What to do about BigQuery error “Resources exceeded during query execution”
Here at MoneySupermarket we use Google Cloud BigQuery to power our data analytics and I think its fair to say we push it to its limits. Sometimes we exceed those limits, and that’s what this blog post is about.
Recently we started encountering this error:
Resources exceeded during query execution: Not enough resources for query planning - too many subqueries or query is too complex.
when running queries and as a consequence I’ve learnt a lot about what it means and what you can do about it.
Allow me to explain
The error message can be taken literally, a query has been issued that is simply too complex for BigQuery to cope with. Some people have assumed that this can be caused by the data volumes that the query is going to process but actually that probably isn’t the case, the complexity of the query is calculated before data volumes are considered, its absolutely possible for this error to occur even if the query would process 0 bytes. (I used the word “probably” in that previous sentence and deliberately so. It may be possible for this error to occur in other circumstances, I do not know with 100% certainty if that is true or not. This blog post describes the situation that I am familiar with.)
When a query is submitted to BigQuery the service first calculates a complexity score for that query which is a function of number of columns being processed, number of subqueries/CTEs, inline column expressions, UNIONs, and various other things (our queries at MoneySupermarket exhibit many of these things, particularly UNIONs). The chance of the error occurring increases if you have nested views (i.e. views that SELECT from other views which in turn SELECT from other views etc…). If that complexity score exceeds an internal quota then the error occurs.

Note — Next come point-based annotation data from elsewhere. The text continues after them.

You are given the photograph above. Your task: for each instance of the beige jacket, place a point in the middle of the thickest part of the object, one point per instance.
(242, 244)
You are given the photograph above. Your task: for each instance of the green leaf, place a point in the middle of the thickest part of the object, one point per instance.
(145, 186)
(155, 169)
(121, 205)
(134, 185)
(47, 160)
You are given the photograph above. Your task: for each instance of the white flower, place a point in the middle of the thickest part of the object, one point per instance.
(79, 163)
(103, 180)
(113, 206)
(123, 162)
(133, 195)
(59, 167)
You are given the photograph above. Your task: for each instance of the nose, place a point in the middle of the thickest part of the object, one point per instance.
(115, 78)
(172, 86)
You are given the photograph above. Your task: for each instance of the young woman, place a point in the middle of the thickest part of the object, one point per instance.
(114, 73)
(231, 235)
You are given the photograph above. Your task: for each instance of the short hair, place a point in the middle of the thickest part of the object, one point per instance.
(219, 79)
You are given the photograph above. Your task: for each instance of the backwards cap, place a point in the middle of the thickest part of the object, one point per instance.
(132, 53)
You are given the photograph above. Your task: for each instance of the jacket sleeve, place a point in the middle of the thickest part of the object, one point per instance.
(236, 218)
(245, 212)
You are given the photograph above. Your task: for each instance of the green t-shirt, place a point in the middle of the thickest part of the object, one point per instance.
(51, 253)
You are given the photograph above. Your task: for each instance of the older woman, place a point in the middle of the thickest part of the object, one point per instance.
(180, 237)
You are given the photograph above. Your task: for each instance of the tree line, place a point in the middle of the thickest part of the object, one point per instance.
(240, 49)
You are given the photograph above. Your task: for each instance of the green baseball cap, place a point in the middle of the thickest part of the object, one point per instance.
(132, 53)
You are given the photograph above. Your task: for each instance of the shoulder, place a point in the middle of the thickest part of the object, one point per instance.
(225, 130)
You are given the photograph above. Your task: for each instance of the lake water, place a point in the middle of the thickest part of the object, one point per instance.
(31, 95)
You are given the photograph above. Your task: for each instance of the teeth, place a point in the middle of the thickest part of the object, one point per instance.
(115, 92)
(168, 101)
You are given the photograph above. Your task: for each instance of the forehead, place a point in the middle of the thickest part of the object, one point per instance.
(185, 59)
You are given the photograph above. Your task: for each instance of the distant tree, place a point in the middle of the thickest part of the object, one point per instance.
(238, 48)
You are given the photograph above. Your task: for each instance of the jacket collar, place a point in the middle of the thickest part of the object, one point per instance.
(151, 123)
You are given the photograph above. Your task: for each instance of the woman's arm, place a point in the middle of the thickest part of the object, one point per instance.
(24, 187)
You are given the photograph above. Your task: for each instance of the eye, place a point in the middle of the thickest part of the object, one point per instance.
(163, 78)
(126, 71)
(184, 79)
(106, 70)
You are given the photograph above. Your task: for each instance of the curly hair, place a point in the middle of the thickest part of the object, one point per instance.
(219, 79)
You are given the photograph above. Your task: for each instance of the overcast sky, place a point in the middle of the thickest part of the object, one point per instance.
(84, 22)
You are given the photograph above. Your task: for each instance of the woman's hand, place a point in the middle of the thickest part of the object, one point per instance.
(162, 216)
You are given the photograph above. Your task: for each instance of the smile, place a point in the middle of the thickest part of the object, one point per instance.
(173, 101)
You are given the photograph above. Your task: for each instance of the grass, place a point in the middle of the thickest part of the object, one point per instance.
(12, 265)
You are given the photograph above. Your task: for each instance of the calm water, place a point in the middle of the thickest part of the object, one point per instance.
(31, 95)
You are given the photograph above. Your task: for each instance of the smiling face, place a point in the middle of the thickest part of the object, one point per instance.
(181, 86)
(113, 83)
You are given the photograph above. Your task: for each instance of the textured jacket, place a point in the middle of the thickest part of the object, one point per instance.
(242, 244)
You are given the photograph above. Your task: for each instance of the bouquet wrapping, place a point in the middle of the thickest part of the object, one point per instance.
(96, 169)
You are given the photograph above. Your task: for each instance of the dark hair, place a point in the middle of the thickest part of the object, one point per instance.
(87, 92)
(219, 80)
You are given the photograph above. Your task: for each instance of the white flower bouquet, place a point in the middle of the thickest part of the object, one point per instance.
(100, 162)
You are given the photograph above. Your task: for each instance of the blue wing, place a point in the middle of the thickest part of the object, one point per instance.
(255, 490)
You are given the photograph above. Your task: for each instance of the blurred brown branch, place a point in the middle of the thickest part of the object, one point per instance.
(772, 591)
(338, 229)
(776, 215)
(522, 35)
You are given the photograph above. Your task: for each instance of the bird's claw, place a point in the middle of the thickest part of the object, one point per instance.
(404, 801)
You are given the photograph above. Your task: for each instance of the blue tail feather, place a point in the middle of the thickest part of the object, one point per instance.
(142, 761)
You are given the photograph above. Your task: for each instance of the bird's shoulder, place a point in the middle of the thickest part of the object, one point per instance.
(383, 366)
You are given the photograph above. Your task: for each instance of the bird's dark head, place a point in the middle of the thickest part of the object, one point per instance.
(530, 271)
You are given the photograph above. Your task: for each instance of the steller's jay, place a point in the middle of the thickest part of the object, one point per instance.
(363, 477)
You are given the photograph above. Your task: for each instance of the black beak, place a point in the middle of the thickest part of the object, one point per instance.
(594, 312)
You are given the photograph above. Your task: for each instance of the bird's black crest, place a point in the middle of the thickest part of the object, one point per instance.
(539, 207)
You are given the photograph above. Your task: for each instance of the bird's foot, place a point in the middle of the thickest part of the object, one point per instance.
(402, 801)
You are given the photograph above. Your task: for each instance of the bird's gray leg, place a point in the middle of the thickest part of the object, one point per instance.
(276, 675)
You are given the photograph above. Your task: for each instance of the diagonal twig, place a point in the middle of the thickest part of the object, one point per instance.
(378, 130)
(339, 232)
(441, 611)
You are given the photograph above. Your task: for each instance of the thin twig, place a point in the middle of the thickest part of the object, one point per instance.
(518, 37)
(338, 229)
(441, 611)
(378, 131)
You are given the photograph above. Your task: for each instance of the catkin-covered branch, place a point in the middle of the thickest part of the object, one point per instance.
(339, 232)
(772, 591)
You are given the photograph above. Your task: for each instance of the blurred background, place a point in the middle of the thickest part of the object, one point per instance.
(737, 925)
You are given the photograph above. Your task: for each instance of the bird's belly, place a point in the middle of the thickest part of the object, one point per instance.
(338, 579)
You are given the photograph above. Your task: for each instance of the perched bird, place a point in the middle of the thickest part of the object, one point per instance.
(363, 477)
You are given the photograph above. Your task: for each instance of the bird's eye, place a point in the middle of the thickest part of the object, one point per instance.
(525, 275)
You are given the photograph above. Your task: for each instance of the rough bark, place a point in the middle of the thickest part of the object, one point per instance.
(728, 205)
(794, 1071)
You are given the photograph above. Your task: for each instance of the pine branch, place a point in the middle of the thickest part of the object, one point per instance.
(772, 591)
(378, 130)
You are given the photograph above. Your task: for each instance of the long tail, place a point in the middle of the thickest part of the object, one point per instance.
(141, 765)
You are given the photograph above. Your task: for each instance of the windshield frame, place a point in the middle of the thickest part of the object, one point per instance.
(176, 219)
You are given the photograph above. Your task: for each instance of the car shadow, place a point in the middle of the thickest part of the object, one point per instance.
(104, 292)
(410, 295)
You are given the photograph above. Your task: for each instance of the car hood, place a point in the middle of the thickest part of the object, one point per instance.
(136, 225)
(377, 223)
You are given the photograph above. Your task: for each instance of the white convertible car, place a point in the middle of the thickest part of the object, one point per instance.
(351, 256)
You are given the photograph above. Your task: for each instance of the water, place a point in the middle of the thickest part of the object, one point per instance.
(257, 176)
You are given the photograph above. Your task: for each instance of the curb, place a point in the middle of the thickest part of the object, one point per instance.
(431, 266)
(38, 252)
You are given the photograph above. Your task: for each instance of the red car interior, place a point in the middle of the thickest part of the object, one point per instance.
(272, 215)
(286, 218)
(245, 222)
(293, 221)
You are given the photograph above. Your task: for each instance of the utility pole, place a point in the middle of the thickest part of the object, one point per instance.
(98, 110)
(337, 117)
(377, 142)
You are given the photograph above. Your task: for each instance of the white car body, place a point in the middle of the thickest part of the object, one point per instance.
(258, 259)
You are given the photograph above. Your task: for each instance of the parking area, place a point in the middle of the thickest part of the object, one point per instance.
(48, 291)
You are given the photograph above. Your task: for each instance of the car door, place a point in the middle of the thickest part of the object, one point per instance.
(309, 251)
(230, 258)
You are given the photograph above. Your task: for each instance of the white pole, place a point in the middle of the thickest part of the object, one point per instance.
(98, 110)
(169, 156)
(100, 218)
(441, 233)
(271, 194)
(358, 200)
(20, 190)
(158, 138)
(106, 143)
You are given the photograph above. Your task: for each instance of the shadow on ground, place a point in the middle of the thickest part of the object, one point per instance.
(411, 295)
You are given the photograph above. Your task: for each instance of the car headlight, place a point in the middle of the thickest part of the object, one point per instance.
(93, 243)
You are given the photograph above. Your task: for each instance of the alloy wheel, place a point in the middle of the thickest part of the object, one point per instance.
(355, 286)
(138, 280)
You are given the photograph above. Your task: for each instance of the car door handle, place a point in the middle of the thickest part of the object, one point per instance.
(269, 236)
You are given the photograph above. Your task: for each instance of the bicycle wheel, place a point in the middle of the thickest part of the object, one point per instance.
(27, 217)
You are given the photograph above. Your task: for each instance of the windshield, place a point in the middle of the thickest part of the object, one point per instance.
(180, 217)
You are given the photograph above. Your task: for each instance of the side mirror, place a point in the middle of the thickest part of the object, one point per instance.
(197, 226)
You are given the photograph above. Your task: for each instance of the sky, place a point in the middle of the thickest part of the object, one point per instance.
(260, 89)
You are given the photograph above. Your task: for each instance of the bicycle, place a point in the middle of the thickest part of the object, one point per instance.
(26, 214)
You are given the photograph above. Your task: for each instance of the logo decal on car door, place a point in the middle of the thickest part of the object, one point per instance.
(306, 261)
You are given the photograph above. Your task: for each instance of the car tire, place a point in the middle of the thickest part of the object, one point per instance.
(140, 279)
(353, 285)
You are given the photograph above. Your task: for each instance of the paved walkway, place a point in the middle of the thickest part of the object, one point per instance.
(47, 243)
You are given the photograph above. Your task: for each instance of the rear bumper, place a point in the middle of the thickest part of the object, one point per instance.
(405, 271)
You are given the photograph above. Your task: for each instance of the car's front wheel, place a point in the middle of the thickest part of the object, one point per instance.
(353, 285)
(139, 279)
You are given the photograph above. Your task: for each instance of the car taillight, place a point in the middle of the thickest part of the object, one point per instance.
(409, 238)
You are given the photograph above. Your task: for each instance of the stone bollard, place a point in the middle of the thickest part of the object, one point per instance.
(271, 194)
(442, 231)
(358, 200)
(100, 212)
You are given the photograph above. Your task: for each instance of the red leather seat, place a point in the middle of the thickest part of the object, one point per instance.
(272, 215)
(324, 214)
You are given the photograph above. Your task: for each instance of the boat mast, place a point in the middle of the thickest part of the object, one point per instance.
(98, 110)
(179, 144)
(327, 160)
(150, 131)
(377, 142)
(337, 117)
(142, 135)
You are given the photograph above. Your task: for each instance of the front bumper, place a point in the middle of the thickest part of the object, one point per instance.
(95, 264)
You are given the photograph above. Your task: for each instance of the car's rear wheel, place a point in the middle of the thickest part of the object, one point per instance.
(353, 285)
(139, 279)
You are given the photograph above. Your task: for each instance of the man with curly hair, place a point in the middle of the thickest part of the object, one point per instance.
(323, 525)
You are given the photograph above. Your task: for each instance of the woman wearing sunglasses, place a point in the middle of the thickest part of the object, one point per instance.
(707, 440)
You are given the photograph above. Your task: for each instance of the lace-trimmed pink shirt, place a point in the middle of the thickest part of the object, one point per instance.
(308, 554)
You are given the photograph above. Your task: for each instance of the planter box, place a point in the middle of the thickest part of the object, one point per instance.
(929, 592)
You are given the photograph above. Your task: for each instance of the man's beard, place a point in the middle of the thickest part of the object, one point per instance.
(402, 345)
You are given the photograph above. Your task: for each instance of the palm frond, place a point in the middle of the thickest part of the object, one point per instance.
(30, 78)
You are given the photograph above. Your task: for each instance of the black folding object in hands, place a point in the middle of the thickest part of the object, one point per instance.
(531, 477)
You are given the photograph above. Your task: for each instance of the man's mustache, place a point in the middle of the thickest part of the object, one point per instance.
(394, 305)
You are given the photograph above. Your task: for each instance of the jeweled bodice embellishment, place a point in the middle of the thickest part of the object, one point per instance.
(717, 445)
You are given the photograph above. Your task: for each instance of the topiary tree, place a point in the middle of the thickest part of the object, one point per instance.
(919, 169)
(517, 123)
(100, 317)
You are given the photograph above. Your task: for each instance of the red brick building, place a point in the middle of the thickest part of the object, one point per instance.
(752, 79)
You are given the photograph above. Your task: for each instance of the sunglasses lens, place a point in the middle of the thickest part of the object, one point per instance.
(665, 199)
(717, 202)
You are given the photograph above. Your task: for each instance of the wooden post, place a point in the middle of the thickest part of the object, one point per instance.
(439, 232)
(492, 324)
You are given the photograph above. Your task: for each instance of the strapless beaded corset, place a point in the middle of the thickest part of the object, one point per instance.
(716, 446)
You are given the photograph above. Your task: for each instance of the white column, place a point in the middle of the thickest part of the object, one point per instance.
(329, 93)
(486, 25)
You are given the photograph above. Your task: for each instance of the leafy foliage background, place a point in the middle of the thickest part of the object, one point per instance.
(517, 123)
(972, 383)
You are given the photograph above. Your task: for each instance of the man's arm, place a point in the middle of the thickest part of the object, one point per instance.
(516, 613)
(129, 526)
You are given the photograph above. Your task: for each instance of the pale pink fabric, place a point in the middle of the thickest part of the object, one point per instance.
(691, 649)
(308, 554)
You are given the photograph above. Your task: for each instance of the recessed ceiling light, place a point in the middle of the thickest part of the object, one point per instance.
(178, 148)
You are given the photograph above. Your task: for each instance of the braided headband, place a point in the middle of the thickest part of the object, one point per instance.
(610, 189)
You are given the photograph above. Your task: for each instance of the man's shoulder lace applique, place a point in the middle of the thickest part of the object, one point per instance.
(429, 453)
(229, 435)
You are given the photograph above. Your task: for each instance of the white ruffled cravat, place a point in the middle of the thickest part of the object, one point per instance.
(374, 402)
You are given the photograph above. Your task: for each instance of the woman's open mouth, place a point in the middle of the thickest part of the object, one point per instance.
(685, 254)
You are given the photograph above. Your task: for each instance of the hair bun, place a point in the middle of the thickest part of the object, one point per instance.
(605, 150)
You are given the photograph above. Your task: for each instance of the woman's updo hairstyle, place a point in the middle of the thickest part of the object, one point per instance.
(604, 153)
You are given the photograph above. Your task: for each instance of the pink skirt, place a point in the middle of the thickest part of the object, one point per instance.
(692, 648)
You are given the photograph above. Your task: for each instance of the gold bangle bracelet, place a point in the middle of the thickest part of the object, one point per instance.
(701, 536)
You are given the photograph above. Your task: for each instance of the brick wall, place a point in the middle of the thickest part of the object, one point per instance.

Through my interactions with Google Support I have discovered that that internal quota is 50 million and the quota is set per-project. That number, 50 million, is fairly meaningless to the end user but it can be very useful to compare to the actual query complexity score calculated for your query. Unfortunately, and here’s the rub, the only way to discover the complexity score for a query is to get in touch with Google Support and give them the JobID of your query. Moreover, at the time of writing Google Support only know the query complexity score for a query if the quota is exceeded.
This lack of transparency is a problem. I have opined to Google that both the internal quota and the complexity score of every query should be made available to us, the end users, but I don’t harbour high hopes that this will ever happen.
What can you do about it?
It is possible to have the query complexity quota increased, the way to do that is to get in touch with Google Support and make a compelling case for why it should be increased. It will likely take days rather than hours for the quota increase to be actioned.
You can also rewrite your queries to mitigate the problem, literally make them less complex. This is why its useful to know the quota and the complexity score of your query, if you are only slightly over the quota then you stand a good chance of doing something about it with minimal changes.
If your complexity score massively exceeds the quota and you can’t get the quota increased then you’re going to have to take more drastic action and Google do make recommendations about what to do; those recommendations basically entail dropping data into temporary tables, guidance for which is at https://cloud.google.com/bigquery/docs/reference/standard-sql/scripting.
One trick we have found is that replacing a view object with the definition of that view object can shave off a small fraction from the complexity score. In other words replace this:
SELECT <columns>
FROM <view>
with this:
SELECT <columns>
FROM (
<definition-of-view>
)
We use terraform to define all our BigQuery views by way of google_bigquery_table and templatefile(), doing so makes it quite easy to make such a change by referencing the query attribute of the google_bigquery_table resource deploying the view whose definition you need to use.